This study investigates the sociolinguistic profiling of the use of abusive language in Nigeria. Its primary focus is on the print media perspective. The main objective for embarking on this study is to explore the level of prominence in the use of abusive language in four different national daily newspapers namely: The Nation, Daily Sun, Daily Trust and Guardian Newspapers. The research design used in this study is content analysis.

The population of the study consists of all online newspaper readers which is estimated at 864,000. This population was distributed among the selected newspapers in percentages and frequencies of readers. The theories used are ethnography of speaking ( Hymes 1972) and politeness theory known as Face Threatening Act’s of Brown and Levinson (1987). The method of data collection is primary source data collection based on issues sampled in online newspapers.

The comments of some online readers of the newspapers mentioned above were gathered, and later grouped according to how related they were to the contexts, which are: corruption and insecurity in Nigeria. From the content analysis of the online readers’ comments, this study reveals that when most individuals are confronted by unfavorable and unpleasant situations, they resort to abusive language as an escape or reprisal routes.

It is also observed that every utterance carries with it the potential positive or negative threat to the speaker’s /hearer’s face. Based on  these findings, this study recommends that the media should be used as tools for educating readers on better ways of approaching issues of public interests and that it is better to make use of constructive criticisms aimed at correcting wrongs, rather than words that aim at destroying others’ reputation.

INTRODUCTION

The world cannot do without language because language is an indispensable tool through which human beings share their opinions and ideas. Language, as a tool of communication is used to convey intended meaning. According to Agbedo (2009), language is the pivot on which all human activities ranging from the most prosaic to the most profound revolve.

It provides the unique medium through which the belief system, world view, moral values, and virtually all the basic ingredients of any given society, are passed on from generation to generation. Amadi, Anyanwu and Izuagba (2001) describe language simply as a complex and arbitrary system of vocal sounds used by man for communication in a given community.

Hence, De Saussure, in Hartzaler (1965) notes that communication is the essential thread that runs through all the activities of human beings. For him, language is a natural ability; it is common to every normal human being. In other words, all normal human beings are naturally disposed to the use of language for the purpose of communication.
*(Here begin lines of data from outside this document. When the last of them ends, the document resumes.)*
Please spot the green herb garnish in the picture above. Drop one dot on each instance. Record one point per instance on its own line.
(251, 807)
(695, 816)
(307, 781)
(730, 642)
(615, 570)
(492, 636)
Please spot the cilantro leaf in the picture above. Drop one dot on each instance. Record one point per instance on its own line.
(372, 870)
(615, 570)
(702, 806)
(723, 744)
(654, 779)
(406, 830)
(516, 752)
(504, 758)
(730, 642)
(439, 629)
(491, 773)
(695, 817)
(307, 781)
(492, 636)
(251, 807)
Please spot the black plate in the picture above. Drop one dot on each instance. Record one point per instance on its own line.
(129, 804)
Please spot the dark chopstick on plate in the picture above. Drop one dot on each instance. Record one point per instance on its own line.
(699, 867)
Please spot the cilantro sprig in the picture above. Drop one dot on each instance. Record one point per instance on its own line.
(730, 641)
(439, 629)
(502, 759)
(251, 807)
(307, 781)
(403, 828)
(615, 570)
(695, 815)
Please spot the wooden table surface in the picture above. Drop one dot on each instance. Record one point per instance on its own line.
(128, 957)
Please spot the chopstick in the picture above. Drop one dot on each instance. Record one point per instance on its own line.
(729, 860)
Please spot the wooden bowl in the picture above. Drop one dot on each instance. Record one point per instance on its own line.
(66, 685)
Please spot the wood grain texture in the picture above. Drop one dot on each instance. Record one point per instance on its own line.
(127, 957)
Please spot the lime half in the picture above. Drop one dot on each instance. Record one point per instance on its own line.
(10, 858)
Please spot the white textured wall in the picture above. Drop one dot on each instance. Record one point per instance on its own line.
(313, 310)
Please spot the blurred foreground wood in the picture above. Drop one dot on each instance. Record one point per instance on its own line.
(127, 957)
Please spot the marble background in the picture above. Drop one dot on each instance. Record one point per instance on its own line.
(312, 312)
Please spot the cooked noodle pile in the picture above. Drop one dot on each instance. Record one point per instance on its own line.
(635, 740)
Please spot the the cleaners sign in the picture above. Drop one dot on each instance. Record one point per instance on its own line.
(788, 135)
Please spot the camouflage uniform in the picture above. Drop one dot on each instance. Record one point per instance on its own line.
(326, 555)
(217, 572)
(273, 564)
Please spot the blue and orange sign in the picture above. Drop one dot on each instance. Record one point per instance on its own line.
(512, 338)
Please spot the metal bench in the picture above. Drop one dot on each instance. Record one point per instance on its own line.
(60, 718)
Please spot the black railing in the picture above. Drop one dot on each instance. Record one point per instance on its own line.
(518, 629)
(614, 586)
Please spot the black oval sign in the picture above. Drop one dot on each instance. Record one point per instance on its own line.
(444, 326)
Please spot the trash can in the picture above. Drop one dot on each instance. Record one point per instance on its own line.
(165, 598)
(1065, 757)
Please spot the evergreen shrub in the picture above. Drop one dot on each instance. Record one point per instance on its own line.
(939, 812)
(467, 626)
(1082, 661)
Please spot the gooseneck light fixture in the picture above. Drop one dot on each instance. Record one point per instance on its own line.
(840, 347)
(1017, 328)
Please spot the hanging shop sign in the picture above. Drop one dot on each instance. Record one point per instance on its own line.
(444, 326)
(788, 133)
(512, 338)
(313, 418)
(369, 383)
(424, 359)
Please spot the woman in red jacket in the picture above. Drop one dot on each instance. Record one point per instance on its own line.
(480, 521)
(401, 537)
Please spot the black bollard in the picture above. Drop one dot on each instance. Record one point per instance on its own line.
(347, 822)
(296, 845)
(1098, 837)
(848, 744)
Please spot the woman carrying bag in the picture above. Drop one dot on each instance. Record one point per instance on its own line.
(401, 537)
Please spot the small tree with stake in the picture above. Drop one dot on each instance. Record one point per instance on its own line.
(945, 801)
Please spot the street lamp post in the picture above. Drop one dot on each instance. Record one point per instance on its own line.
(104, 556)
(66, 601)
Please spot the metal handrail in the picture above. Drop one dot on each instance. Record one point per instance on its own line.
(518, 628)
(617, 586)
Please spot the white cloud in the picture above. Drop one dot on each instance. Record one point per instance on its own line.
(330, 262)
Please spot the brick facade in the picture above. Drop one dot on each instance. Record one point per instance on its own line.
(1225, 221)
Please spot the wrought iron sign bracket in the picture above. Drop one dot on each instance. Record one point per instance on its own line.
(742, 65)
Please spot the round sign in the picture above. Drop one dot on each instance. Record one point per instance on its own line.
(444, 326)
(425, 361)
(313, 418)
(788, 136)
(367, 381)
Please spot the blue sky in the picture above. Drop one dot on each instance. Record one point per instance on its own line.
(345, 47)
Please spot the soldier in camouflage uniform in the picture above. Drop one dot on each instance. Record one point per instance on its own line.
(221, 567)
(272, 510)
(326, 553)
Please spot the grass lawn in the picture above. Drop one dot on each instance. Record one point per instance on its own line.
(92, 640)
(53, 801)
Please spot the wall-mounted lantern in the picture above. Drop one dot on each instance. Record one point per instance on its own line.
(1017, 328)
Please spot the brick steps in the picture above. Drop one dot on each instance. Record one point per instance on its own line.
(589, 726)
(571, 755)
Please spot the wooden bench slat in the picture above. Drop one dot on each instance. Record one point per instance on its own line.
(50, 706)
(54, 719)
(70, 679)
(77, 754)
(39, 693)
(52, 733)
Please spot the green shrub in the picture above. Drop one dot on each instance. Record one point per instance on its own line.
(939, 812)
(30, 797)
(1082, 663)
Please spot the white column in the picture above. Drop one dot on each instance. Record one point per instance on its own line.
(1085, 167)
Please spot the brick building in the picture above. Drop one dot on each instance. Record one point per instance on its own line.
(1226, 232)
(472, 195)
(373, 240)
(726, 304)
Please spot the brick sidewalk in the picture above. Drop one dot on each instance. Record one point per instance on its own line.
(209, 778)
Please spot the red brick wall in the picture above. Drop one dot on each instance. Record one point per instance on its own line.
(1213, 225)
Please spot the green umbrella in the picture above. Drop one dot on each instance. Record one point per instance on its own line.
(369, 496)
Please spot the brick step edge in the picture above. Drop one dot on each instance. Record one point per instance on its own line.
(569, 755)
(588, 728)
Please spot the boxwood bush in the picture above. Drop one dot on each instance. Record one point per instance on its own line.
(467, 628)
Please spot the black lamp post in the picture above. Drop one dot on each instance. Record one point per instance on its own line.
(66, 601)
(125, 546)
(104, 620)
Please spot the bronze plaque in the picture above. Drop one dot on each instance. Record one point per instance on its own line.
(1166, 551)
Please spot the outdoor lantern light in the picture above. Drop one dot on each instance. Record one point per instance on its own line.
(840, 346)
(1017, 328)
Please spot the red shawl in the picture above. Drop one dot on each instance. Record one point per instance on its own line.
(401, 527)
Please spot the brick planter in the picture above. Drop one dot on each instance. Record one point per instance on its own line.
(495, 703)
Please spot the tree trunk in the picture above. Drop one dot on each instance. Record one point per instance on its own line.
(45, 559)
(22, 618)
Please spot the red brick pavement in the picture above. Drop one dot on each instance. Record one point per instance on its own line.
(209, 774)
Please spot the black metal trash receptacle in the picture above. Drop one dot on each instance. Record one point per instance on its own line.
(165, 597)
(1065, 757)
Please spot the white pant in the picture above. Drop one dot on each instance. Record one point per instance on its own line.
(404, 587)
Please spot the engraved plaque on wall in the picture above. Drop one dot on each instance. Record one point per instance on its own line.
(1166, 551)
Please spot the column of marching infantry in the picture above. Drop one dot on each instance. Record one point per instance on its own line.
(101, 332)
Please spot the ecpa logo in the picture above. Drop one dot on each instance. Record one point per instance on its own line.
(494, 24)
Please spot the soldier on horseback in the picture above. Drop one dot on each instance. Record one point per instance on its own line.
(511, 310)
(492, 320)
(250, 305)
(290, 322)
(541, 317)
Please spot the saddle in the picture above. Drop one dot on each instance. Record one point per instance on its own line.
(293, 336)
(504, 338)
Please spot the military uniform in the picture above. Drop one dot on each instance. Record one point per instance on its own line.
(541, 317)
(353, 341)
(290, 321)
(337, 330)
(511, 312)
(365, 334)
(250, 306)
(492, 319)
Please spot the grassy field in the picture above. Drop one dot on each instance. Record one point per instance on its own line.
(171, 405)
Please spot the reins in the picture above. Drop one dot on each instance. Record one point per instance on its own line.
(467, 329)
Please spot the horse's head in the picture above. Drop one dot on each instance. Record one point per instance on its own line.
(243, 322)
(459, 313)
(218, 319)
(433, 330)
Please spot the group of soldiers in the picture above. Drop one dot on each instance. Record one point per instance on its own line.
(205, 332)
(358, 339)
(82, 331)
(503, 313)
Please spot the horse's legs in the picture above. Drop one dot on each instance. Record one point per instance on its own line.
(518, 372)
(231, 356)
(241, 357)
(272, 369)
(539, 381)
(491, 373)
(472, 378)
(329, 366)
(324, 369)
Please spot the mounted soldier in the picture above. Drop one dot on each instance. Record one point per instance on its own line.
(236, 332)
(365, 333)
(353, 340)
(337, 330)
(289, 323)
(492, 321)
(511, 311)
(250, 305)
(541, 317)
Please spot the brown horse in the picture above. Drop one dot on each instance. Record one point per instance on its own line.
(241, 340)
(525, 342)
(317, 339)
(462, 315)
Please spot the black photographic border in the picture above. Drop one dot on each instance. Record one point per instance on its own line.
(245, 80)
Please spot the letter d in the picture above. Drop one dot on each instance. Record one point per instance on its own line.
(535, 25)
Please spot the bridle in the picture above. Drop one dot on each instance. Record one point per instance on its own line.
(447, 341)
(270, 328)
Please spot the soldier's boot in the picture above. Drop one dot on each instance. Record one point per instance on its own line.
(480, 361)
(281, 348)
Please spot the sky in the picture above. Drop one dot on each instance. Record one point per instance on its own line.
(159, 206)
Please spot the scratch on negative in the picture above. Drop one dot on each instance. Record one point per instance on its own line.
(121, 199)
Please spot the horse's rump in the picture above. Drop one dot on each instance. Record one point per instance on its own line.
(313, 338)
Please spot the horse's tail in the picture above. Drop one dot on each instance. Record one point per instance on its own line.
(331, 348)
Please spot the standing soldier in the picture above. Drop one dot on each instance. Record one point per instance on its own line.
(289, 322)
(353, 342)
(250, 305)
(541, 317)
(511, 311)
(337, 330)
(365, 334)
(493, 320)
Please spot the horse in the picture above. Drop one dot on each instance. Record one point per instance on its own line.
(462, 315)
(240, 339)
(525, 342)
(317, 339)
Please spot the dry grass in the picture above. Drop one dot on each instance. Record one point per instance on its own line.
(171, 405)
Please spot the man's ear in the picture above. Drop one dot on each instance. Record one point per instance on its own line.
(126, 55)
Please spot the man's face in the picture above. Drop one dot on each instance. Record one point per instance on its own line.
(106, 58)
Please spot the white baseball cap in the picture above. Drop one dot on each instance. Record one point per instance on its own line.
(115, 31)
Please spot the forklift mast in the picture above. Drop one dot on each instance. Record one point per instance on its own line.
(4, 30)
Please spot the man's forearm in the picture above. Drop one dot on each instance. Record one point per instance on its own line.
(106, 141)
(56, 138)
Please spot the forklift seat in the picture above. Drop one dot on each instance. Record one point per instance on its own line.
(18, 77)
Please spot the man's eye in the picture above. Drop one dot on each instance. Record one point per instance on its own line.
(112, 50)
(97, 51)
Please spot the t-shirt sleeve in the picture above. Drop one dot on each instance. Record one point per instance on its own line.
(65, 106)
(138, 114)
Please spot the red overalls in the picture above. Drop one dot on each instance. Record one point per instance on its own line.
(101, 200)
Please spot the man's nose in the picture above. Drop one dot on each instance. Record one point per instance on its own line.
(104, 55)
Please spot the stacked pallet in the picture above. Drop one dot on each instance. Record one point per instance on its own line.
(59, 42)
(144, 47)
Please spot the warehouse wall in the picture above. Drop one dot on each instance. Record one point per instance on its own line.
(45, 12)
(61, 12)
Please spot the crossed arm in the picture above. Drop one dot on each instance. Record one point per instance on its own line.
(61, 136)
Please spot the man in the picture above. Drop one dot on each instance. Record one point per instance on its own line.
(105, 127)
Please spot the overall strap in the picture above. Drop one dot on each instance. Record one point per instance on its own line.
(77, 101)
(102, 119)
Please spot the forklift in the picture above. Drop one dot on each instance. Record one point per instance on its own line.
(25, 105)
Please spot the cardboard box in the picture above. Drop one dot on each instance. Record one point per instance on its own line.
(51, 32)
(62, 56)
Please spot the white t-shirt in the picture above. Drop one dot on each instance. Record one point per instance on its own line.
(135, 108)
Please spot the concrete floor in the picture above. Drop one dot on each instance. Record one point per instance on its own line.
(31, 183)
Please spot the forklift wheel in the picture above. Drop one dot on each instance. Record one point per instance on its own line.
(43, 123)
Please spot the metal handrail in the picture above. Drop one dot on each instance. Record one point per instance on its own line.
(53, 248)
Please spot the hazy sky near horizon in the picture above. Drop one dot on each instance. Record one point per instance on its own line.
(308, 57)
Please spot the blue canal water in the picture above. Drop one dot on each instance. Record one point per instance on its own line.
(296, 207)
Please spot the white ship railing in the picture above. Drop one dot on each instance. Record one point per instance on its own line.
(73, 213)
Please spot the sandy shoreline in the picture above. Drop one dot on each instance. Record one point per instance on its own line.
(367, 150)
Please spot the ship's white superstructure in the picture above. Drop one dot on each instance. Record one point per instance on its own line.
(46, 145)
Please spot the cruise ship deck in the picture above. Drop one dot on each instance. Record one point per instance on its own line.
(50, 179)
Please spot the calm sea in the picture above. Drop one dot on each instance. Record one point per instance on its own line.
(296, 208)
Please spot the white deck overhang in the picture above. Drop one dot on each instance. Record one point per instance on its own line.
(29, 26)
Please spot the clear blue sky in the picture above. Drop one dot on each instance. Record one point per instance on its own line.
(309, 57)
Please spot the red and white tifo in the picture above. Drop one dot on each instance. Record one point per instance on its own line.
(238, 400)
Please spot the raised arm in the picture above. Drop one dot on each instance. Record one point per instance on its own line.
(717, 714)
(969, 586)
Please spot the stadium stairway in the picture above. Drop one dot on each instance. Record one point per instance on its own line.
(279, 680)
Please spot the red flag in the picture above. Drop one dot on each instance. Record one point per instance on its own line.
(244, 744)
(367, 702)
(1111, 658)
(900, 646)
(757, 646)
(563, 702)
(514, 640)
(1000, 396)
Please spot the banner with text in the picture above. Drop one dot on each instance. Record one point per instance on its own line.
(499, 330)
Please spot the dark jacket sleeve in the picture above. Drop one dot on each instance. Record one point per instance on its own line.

In the light of the foregoing, language cannot be used in isolation. It is always within a community that language has meaning. Thus, language is affected by the norms and values of the members of the community where it is used. This means, therefore, that the cultural background of a society determines how words are used in order not to deviate from the societal beliefs.

REFERENCES

Agbedo, C.U. (2003). General linguistics: An introductory reader. Nsukka: ACE Resource Konsult.

Agbedo, C.U. (2009). Language and mind: New direction in psycholinguistics. Nsukka: ACE Resources Konsult.

Agbedo, C.U. (2007). Functionalist approach to language teaching: The role of sociolinguistics. In B.N. Anasiudu, G.I. Nwaozuzu & C.N.Okebalama. (Eds). Language and Literature in a Developing Country (pp. 341-351).Onitsha: Africana Publishers.

Amadi, R. Anyanwu, S. & Izuagba, A. (2001). Language Education: Issues and insights.Owerri: Barlos Publishers Limited.

Ambuyo, Indede & Karanja (2011). Face threatening acts and standing orders: “politeness” or “politics” in the question time discussion of the Kenya Parliament. International Journal of Humanities and Social Science vol. 1 No. 9 (Special issue- July 2011)

Anagbogu, P.N., Mbah, B.M. & Eme, C.A. (2010). Introduction to linguistics. Awka: Amaka Dreams.

CSN Team.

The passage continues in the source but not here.